I met Javier Cercas when he was seventeen. I was living in Gerona at the time, and he lived in Gerona too, and he was a kid who wanted to be a writer. He was a friend of Xavi Coromines, who introduced him to me. I don’t know what happened to Coromines, whom I liked, but I do know, at least by hearsay, what happened to Cercas. After he graduated from college he spent a long time teaching in the United States, in the Midwest. He wrote a short novel, El inquilino [The Tenant], and a long one, El vientre de la ballena [The Belly of the Whale] — the first published by Sirmio and the second by Tusquets — that got the attention of readers and especially of writers because of the glimpse the novels gave of an uncommonly talented writer; he also wrote a story collection and a collection of literary essays in which he expresses his irrational enthusiasm for John Irving, an enthusiasm that I don’t share. One day he decided to return to Catalonia and he got a job teaching at the University of Gerona. But although he worked in Gerona, Cercas lived in Barcelona and made his life in Barcelona. When I saw him again he was married and had a son, Raulito, a fan of the Teletubbies. His life in those days was extreme, mostly because Cercas is essentially extreme, capable of uniting in himself the understated and the outlandish, rationalism and eccentricity. Now, at last, Cercas is back in Gerona. He’s here to take it easy. Or at least that’s the official explanation. Or so his wife and son can have a yard. Or to be closer to his job, so he isn’t killed in a car accident. The truth is, I doubt all of these explanations. Cercas has come home to write the big books that are up there in his head. He’s back home to become one of the best writers in the Spanish language. Only great challenges make it worthwhile to pack up and move all one’s books.

NERUDA

I’ve just read, or reread, or randomly flipped through, the way you might skim your grandfather’s business correspondence and love letters, the first volume of Pablo Neruda’s Obras completas [Complete Works], (from Crepusculario to Las uvas y el viento [The Grapes and the Wind], 1923–1954), published by Galaxia Gutenberg — Círculo de Lectores in an excellent edition compiled by Hernán Loyola, a Chilean and top Neruda scholar, with the assistance of the Argentine poet Saúl Yurkievich.

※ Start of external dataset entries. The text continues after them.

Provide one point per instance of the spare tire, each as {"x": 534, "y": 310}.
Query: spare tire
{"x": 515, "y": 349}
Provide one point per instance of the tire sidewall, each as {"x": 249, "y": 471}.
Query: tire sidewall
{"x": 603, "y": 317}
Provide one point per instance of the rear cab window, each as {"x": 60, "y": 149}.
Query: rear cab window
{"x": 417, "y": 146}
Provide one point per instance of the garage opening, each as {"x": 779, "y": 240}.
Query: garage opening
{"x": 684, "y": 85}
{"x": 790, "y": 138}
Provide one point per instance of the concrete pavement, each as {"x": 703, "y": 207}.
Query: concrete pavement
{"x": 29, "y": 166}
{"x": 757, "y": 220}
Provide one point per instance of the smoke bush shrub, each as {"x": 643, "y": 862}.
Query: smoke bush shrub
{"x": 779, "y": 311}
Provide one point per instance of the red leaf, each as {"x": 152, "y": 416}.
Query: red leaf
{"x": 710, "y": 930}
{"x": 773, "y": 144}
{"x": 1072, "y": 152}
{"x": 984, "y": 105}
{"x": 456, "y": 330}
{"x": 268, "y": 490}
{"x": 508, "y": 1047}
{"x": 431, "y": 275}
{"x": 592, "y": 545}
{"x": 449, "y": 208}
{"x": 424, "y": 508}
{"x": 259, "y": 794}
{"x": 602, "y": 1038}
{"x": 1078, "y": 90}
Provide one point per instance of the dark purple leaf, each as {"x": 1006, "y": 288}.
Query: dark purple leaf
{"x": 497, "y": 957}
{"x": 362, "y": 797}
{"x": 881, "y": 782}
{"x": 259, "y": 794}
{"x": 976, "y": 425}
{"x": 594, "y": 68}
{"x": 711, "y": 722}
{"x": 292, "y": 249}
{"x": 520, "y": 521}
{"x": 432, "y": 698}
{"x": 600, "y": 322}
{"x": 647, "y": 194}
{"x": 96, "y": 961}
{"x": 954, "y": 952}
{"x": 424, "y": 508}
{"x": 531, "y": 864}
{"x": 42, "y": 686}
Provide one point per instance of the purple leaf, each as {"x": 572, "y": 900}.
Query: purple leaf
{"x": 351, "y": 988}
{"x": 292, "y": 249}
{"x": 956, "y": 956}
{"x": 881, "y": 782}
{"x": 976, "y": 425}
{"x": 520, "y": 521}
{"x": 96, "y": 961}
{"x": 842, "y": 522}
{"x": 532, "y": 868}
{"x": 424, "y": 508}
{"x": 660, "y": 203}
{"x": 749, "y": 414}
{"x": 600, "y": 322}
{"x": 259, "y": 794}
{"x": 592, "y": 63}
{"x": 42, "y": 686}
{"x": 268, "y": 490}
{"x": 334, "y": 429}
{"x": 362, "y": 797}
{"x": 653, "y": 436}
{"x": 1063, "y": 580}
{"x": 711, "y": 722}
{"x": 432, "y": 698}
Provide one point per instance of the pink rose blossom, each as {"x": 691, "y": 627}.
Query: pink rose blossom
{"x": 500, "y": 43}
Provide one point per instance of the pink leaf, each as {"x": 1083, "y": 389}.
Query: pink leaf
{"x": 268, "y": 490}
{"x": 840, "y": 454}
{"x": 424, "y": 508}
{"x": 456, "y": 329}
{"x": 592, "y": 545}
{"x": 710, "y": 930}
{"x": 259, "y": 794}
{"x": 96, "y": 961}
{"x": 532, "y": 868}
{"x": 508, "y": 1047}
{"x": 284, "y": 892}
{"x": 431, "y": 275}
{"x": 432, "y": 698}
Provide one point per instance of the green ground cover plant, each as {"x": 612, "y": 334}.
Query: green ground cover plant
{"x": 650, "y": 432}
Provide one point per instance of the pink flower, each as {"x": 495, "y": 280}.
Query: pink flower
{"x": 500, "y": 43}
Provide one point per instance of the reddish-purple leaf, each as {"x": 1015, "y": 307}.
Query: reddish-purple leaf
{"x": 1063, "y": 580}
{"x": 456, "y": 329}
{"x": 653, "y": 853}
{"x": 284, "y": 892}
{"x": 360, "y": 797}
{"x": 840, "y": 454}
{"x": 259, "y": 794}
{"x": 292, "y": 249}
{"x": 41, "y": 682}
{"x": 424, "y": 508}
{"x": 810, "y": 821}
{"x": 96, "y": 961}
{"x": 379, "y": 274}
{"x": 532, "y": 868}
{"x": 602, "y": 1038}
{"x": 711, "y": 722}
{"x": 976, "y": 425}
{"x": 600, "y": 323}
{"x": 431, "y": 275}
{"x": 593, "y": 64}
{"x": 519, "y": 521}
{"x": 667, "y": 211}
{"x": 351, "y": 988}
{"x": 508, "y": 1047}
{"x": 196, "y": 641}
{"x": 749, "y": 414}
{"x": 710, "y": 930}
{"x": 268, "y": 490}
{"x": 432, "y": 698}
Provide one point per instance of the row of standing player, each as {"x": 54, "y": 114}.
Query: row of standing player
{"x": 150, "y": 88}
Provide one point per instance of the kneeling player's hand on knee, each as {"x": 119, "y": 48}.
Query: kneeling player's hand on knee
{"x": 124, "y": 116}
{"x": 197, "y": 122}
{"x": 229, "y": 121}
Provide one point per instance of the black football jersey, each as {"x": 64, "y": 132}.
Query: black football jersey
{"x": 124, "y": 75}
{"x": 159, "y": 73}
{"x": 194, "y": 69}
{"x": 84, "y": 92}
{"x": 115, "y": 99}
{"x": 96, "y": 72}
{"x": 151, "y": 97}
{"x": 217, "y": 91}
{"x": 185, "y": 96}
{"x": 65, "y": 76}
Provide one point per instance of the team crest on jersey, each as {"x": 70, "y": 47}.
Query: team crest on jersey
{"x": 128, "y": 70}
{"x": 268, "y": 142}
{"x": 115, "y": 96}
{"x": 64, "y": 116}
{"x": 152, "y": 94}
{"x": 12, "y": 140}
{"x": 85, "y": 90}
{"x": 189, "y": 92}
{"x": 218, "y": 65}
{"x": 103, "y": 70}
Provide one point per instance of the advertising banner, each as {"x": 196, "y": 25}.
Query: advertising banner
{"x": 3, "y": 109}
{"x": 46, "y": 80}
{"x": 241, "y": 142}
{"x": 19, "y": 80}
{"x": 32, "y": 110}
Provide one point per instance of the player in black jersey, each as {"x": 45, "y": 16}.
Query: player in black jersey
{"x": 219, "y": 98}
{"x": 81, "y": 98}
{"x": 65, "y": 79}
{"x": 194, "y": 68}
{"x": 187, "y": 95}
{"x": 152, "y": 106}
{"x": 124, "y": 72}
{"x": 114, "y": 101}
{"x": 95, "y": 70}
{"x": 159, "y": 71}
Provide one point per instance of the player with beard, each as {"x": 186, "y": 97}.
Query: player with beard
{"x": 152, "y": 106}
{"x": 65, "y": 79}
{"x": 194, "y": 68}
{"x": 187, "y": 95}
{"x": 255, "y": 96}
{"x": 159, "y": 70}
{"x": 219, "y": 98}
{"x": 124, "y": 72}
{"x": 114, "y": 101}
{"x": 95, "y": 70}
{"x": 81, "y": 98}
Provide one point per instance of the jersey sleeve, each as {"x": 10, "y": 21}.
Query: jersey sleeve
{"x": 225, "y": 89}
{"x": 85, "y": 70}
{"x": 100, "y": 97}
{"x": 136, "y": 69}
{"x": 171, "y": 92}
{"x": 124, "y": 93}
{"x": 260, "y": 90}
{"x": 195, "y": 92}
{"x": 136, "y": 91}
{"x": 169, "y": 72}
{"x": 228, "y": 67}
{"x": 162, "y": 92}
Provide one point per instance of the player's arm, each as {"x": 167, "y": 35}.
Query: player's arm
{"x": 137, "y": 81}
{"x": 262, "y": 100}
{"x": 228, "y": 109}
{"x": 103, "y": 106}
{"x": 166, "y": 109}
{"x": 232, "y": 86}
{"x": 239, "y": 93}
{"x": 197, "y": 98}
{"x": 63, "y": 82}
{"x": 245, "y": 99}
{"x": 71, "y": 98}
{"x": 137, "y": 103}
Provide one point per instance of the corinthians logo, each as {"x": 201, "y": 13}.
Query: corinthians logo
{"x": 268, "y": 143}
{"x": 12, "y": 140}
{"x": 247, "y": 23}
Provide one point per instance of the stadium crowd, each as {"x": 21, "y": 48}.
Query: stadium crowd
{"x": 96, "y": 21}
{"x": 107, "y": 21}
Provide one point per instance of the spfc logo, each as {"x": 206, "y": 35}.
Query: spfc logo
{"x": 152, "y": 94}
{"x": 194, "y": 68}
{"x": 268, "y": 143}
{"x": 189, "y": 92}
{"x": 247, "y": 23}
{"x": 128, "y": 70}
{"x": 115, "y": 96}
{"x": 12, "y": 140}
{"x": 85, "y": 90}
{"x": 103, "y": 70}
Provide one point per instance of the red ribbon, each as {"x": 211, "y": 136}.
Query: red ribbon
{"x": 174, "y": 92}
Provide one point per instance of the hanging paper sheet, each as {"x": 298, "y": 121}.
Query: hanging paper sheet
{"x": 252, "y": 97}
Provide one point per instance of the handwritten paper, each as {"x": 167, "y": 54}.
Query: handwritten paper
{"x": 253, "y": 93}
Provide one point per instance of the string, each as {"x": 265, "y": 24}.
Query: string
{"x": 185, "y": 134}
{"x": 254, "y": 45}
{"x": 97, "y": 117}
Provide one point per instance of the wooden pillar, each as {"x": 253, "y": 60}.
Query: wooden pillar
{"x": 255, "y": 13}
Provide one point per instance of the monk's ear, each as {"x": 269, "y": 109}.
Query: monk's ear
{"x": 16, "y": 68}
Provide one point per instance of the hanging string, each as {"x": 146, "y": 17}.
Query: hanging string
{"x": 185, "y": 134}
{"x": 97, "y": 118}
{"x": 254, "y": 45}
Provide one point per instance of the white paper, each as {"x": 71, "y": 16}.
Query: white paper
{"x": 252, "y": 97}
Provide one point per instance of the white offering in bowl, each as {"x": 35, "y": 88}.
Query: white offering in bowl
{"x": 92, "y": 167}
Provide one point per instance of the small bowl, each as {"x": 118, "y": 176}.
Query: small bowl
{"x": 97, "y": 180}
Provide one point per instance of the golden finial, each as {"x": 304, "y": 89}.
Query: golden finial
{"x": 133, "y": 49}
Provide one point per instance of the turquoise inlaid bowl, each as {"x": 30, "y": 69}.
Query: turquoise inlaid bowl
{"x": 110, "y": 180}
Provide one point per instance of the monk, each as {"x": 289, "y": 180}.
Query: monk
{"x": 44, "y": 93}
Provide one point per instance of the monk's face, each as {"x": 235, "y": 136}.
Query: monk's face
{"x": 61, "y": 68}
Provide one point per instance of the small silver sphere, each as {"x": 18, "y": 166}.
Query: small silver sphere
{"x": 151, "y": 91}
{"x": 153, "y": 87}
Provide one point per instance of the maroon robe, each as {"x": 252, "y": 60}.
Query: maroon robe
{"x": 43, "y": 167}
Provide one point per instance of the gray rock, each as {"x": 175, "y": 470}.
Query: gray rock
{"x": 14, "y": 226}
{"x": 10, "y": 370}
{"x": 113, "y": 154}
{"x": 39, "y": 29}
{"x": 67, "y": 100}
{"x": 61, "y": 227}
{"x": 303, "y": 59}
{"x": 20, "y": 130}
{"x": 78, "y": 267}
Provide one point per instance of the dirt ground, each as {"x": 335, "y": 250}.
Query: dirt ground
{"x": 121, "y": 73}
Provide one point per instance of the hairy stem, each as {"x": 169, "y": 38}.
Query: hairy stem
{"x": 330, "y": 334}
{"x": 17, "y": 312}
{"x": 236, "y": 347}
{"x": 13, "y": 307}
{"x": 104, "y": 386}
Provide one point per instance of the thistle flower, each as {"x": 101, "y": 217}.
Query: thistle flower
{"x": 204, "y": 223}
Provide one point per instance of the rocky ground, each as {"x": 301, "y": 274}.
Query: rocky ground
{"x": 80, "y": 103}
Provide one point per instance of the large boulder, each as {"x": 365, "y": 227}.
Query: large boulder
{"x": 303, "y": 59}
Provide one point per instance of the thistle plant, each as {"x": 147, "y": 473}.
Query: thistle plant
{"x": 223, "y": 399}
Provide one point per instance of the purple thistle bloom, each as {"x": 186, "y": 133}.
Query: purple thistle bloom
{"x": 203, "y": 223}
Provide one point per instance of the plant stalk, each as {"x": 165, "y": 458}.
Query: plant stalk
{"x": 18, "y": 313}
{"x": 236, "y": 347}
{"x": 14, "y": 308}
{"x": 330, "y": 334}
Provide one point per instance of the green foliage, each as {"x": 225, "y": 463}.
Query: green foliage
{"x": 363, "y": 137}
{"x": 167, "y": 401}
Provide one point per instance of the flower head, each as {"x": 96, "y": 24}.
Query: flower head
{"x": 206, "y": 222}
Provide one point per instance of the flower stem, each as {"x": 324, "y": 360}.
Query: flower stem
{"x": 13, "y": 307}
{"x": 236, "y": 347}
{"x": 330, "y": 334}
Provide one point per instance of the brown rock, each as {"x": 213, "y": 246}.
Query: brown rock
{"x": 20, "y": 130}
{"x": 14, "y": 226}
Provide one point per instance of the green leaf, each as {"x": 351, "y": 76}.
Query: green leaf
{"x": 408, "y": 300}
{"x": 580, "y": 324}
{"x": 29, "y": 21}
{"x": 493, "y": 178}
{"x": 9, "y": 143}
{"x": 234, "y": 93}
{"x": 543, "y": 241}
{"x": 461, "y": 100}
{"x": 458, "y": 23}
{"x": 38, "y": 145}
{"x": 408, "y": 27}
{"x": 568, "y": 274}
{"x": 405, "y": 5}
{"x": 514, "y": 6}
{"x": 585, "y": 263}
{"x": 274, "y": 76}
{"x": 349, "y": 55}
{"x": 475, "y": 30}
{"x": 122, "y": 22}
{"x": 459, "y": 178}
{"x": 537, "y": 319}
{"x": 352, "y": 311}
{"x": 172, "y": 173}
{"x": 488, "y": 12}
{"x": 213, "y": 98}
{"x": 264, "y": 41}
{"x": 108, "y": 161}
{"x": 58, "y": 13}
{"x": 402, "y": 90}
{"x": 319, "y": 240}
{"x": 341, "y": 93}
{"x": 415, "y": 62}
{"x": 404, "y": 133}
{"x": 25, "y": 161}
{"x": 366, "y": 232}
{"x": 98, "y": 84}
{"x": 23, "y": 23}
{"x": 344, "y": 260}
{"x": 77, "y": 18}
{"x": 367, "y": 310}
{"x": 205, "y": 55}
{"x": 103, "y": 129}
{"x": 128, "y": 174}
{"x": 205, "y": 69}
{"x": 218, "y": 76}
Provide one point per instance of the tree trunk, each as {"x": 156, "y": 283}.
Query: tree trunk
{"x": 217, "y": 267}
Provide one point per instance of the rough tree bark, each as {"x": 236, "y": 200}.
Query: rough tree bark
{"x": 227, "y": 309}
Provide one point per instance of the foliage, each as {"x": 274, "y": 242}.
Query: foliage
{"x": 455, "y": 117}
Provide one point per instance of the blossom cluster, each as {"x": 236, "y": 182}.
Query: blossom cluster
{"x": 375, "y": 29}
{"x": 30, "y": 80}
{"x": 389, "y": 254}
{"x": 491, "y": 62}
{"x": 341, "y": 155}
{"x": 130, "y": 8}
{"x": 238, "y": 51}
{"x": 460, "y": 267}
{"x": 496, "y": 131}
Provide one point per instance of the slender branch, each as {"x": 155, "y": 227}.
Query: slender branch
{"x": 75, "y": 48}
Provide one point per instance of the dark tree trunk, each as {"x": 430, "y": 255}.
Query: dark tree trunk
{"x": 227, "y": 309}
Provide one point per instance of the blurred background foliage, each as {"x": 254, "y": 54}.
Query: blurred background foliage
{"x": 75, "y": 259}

The book, more than twelve hundred pages long, contains the main body of Neruda’s work and includes the three volumes that, for different reasons, brought the poet worldwide fame: Twenty Love Poems and a Song of Despair (1923–1924), Residence on Earth (1925–1935), probably the greatest Neruda, and Canto general (1938–1949), an endless, repetitive Neruda, the place where Whitman’s influence takes a crucial turn in Latin American poetry, a book in which extraordinary poems sit side by side with others that are clearly unsalvageable.